This disease has two febrile periods, which, it may be inferred, have different relations to the infective agent. There is the primary, fever which is accompanied by severe general symptoms, and is probably to be explained by the presence of the infective agent and its toxines in the blood. It is not a mere matter of inference that the agent is in the blood, as its subsequent presence in the skin all over the body can only be explained by its being carried by the blood. The secondary fever coincides with the appearance and development of the eruption in the skin. The infective agent, which is probably a protozoon, multiplies in the epidermic layer of the skin, and the fluid or lymph which is there produced is highly infectious. As the eruption occurs only in the skin and mucous membranes immediately continuous with it, such as the mouth and extreme lower extremity of the rectum, we may infer that oxygen is required by the contagium for its development. It is probable that the local multiplication in the skin is associated with the production of toxines, which passing into the blood produce the secondary fever and other general symptoms. The suggestion that the secondary fever is septic is not a tenable one, as the fever occurs where the eruption has not yet produced any breach of surface, and where no septic microbes are present in the lymph.

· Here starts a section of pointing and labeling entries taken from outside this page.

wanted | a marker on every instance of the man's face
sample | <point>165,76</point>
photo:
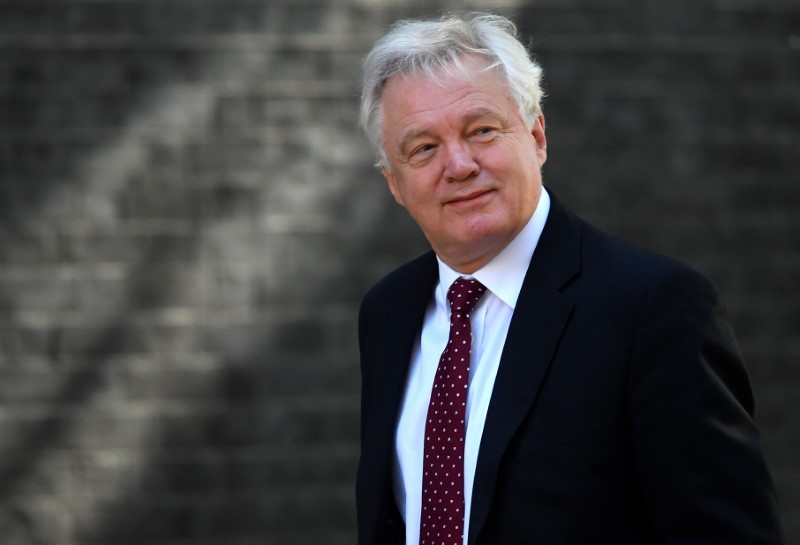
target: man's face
<point>463,163</point>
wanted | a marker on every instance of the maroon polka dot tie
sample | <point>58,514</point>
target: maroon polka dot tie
<point>442,520</point>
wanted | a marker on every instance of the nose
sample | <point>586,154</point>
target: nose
<point>459,162</point>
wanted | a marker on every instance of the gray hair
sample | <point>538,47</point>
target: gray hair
<point>434,48</point>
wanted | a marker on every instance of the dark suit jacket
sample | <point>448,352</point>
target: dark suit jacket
<point>621,413</point>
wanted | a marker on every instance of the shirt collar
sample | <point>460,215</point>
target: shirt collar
<point>504,274</point>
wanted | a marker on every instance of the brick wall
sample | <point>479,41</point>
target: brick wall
<point>188,218</point>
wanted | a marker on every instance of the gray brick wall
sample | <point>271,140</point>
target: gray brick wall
<point>188,218</point>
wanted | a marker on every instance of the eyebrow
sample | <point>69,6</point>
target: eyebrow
<point>467,119</point>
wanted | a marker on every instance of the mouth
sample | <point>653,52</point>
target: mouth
<point>468,199</point>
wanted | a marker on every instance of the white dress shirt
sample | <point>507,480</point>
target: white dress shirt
<point>503,277</point>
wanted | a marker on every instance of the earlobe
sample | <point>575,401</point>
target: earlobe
<point>540,139</point>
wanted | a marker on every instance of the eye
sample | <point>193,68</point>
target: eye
<point>484,133</point>
<point>423,149</point>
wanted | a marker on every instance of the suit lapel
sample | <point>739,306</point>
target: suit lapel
<point>540,317</point>
<point>403,313</point>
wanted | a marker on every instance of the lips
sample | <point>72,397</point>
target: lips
<point>468,198</point>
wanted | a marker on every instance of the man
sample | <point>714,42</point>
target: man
<point>598,396</point>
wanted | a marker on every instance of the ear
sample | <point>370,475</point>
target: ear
<point>541,141</point>
<point>391,181</point>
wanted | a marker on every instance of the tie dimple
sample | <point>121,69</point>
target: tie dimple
<point>442,521</point>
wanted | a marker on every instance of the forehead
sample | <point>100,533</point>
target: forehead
<point>413,99</point>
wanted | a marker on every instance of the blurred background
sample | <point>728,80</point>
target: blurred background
<point>189,217</point>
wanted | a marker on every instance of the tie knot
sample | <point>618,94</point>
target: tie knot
<point>464,294</point>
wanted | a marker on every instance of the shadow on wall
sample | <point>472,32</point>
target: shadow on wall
<point>180,220</point>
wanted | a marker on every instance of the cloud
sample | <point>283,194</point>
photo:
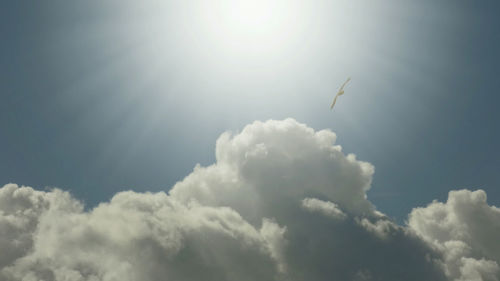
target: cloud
<point>466,230</point>
<point>282,202</point>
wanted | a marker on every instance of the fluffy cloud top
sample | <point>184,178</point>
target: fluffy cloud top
<point>282,202</point>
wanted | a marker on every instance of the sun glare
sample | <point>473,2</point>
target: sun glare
<point>256,26</point>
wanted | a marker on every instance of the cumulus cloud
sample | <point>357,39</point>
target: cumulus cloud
<point>281,202</point>
<point>466,230</point>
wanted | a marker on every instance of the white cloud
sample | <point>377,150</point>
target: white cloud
<point>466,230</point>
<point>325,207</point>
<point>282,202</point>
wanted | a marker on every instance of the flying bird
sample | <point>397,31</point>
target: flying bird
<point>340,92</point>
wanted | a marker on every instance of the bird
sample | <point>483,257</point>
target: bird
<point>340,92</point>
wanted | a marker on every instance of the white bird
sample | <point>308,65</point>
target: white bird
<point>340,92</point>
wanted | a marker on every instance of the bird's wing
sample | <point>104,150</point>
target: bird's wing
<point>343,85</point>
<point>334,101</point>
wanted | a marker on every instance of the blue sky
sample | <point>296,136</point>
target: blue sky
<point>98,98</point>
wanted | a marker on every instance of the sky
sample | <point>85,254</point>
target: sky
<point>99,98</point>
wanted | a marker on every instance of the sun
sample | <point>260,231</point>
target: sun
<point>251,26</point>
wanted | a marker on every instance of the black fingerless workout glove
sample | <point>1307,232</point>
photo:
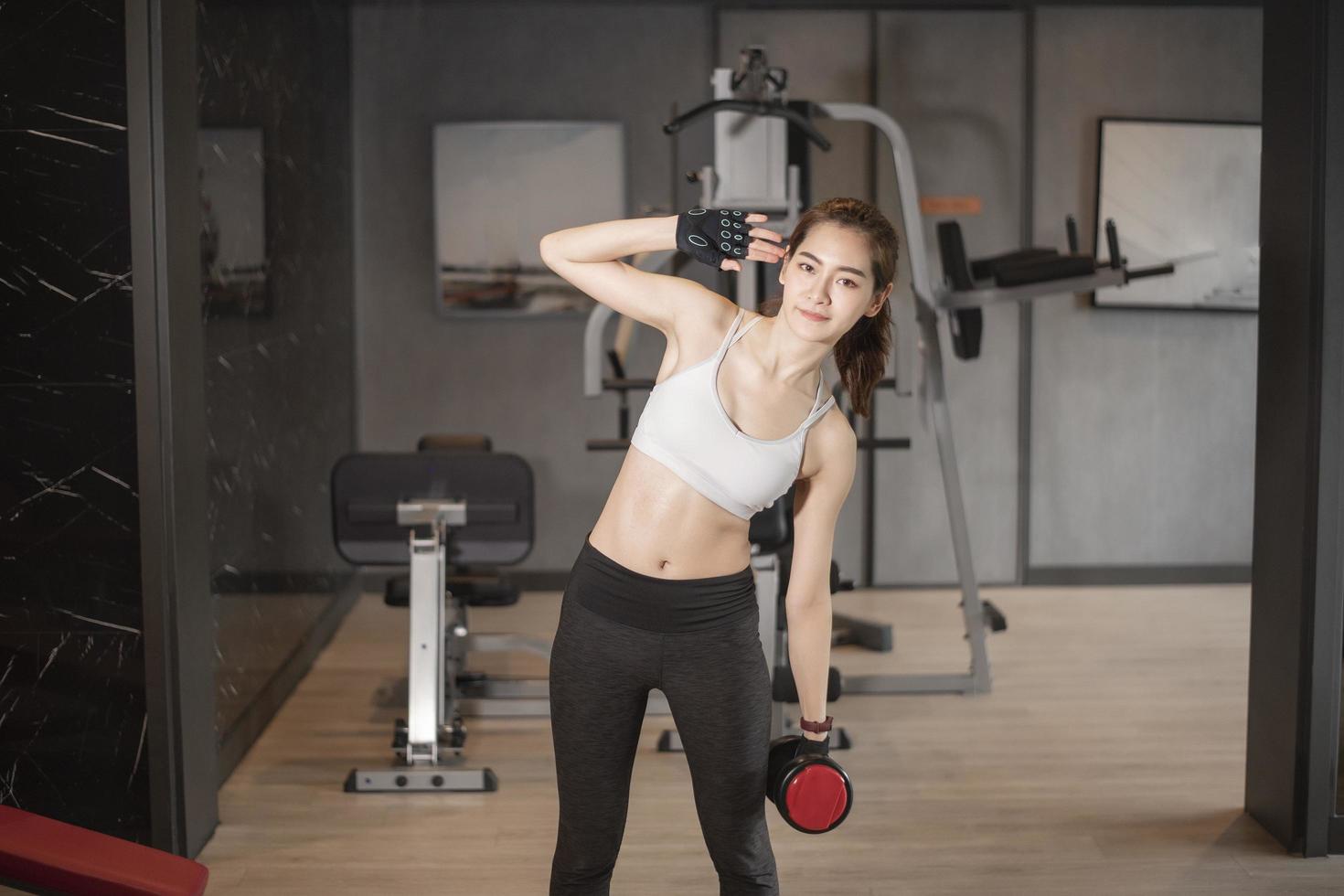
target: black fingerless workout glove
<point>709,235</point>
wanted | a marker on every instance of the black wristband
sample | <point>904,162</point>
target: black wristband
<point>709,235</point>
<point>816,747</point>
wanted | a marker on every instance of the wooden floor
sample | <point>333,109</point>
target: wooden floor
<point>1109,759</point>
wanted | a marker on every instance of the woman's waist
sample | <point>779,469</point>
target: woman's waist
<point>659,526</point>
<point>606,587</point>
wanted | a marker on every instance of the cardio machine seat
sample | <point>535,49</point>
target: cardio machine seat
<point>60,858</point>
<point>1040,271</point>
<point>986,268</point>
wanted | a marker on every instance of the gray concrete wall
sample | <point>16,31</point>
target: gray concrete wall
<point>517,380</point>
<point>1141,421</point>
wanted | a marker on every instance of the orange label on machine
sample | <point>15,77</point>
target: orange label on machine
<point>949,205</point>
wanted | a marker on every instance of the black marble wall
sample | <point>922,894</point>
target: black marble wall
<point>71,666</point>
<point>279,386</point>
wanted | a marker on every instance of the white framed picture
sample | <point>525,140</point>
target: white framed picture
<point>499,187</point>
<point>1184,192</point>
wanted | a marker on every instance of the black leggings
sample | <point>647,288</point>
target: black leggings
<point>623,633</point>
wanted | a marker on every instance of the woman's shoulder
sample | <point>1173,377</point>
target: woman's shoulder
<point>831,445</point>
<point>705,318</point>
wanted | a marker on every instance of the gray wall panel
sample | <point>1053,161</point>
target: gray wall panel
<point>965,131</point>
<point>1143,422</point>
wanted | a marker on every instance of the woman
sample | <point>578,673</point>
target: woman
<point>661,594</point>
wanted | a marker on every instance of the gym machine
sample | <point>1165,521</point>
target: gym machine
<point>761,164</point>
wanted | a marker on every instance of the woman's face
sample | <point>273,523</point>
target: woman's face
<point>829,275</point>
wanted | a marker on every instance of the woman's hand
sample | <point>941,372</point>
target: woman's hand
<point>766,246</point>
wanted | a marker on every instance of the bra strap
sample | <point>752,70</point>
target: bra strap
<point>732,329</point>
<point>745,329</point>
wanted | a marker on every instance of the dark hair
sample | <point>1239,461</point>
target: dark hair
<point>862,352</point>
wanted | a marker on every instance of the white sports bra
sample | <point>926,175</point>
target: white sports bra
<point>686,429</point>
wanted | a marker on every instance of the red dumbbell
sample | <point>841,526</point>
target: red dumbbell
<point>809,789</point>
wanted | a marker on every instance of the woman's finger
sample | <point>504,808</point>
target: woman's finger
<point>765,234</point>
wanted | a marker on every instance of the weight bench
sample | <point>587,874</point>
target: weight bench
<point>425,509</point>
<point>53,856</point>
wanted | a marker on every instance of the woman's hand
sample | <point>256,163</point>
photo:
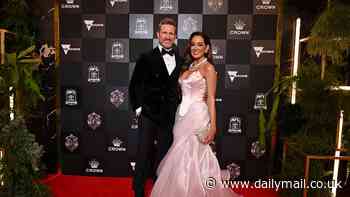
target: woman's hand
<point>210,136</point>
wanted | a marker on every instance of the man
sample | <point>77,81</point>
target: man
<point>154,96</point>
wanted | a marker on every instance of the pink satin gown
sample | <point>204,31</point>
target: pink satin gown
<point>189,163</point>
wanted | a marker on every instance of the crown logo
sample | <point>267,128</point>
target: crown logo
<point>258,51</point>
<point>66,48</point>
<point>232,75</point>
<point>133,164</point>
<point>239,25</point>
<point>94,163</point>
<point>215,50</point>
<point>266,2</point>
<point>89,24</point>
<point>117,142</point>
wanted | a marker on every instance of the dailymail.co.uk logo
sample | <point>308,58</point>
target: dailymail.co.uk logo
<point>67,47</point>
<point>112,2</point>
<point>91,23</point>
<point>260,50</point>
<point>266,5</point>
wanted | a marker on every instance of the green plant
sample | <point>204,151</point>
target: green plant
<point>17,72</point>
<point>319,107</point>
<point>20,165</point>
<point>330,35</point>
<point>17,17</point>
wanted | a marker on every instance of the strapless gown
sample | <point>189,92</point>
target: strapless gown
<point>190,165</point>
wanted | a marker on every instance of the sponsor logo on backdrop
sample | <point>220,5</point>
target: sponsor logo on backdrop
<point>141,26</point>
<point>260,101</point>
<point>215,4</point>
<point>70,4</point>
<point>237,76</point>
<point>71,97</point>
<point>93,74</point>
<point>132,165</point>
<point>68,47</point>
<point>239,26</point>
<point>265,7</point>
<point>117,50</point>
<point>234,170</point>
<point>94,167</point>
<point>117,146</point>
<point>190,25</point>
<point>257,149</point>
<point>233,74</point>
<point>94,120</point>
<point>91,23</point>
<point>135,123</point>
<point>217,53</point>
<point>235,125</point>
<point>167,5</point>
<point>263,52</point>
<point>117,97</point>
<point>112,2</point>
<point>71,142</point>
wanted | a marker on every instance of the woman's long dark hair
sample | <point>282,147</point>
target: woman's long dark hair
<point>188,56</point>
<point>209,55</point>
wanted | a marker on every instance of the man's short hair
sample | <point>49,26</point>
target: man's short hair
<point>166,21</point>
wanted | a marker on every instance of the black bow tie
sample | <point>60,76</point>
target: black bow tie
<point>170,52</point>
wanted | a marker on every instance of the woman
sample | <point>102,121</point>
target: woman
<point>189,167</point>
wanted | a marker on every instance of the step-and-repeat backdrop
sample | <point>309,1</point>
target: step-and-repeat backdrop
<point>100,43</point>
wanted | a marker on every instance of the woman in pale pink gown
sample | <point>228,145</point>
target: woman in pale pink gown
<point>190,166</point>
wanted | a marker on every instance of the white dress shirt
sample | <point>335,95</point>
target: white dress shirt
<point>169,61</point>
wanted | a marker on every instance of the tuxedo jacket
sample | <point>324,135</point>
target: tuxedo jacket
<point>153,89</point>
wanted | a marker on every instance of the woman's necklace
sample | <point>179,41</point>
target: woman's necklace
<point>194,67</point>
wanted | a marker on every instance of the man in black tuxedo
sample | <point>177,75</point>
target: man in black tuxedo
<point>154,97</point>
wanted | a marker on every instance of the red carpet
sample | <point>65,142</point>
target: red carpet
<point>85,186</point>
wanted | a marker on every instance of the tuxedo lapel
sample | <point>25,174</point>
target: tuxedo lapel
<point>177,67</point>
<point>159,61</point>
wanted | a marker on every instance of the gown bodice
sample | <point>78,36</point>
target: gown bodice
<point>194,89</point>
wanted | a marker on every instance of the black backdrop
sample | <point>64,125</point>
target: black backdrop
<point>100,42</point>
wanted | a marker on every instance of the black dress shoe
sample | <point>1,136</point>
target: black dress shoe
<point>139,193</point>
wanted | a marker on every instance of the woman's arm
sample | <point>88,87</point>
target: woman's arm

The nature of the infective agent in small-pox and vaccinia has been the subject of much investigation and discussion. The lymph from the characteristic pustules is undoubtedly the vehicle of contagion, and it contains multitudes of minute particles. The pustules themselves contain peculiar bodies which are largely within the epidermic cells at first, but, as the cells are destroyed, become free. Inoculation has been successfully performed, chiefly on the cornea of the rabbit, and here also peculiar bodies are found in the epidermic cells. These bodies, which are in a non-committal style, called "vaccine-bodies" or "variola-bodies," are of various sizes, and are rendered prominently visible by various methods of staining. Their nature is matter of serious difference of opinion. On the one hand they are accepted as parasitic, and if so they are protozoa. By those who accept this position the name cytoryctes vaccinise Guarnieri is adopted for the parasite, Guar-nieri being the author of the first reliable research on the subject. Those opposed to the parasitic view, while acknowledging the actuality of the bodies, regard them as products of the nuclei or protoplasm of the epidermic cells. The latest writer on the subject, whilst denying that these bodies are parasites, yet holds that they are the product of the contagium, and that the true, infective agent develops and multiplies in the epidermic cells, and more particularly in these bodies which he regards as derived from the protoplasm. The matter is, therefore, still sub judice, but seems on the way to decision. The author, from a survey of the subject and from personal observation in cases of small-pox and chicken-pox, is inclined to the belief that these bodies, so abundant and so characteristic, are no mere product of the cells, but are actual parasitic protozoa.
A full statement will be found in Huckel, Die Vaccinekorperchen, Supplement to Ziegler's Beitrage, 1898.